This piece by Shauna goes along with my Easter message this past Sunday. Thanks for sharing this, Keri. -JB
We live next to the Chapel of the Good Shepherd. We walk by it dozens of times a day, and those doors are always, always open—no matter how early I’m leaving for a flight, no matter how late at night we come home.
To be honest, I didn’t think about it until, at the Good Friday service in the chapel last night, our friend David told us that the doors are always open, all year round—except for Holy Saturday.
At the end of the service, we left the chapel in darkness & silence, & stood outside the chapel & watched as those old, heavy, beautiful doors were swung shut with a clank. And they will remain shut until the priests open them tomorrow, Easter Sunday.
The symbolism of that moves me so deeply: everything stops on Holy Saturday. It will all spring to life once again tomorrow—thank God, but for now, the doors are closed.
So we weep, grieve, mourn. Let your shoulders slump down, let your knees buckle, let the enormity of the darkness be felt.
Don’t force hope, don’t pressure yourself to generate resurrection feelings.

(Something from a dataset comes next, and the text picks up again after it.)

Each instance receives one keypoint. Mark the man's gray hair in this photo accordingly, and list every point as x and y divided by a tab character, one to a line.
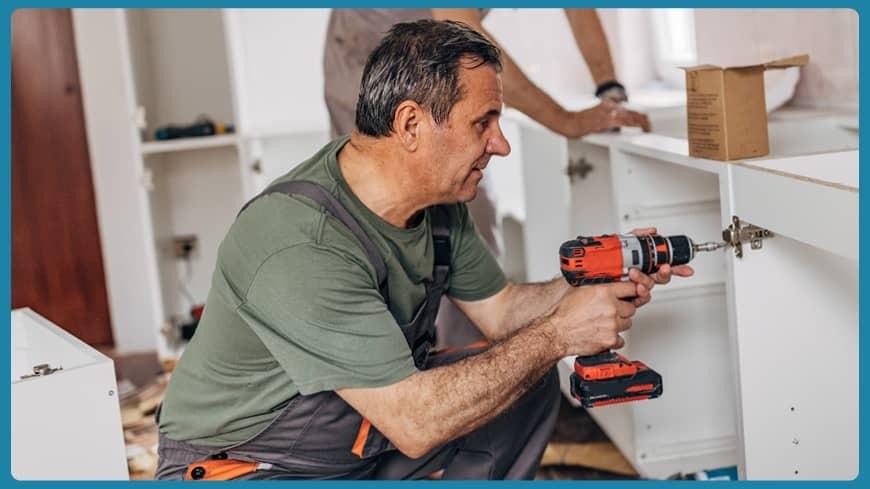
419	61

Not yet.
For today, only settle into the silence, the darkness, the doors swung shut.
Holy Saturday is the way through to Easter Sunday—but it is made to be walked slowly, deeply, not sprinted past. It has gifts to give us along that challenging, slow path—gifts most of us never experience because we’re trying to jump over it, hustle past it, instead of walking right through the center and soul of it.
Holy Saturday is the silent, desolate—& very necessary—middle point of this story that changes absolutely everything.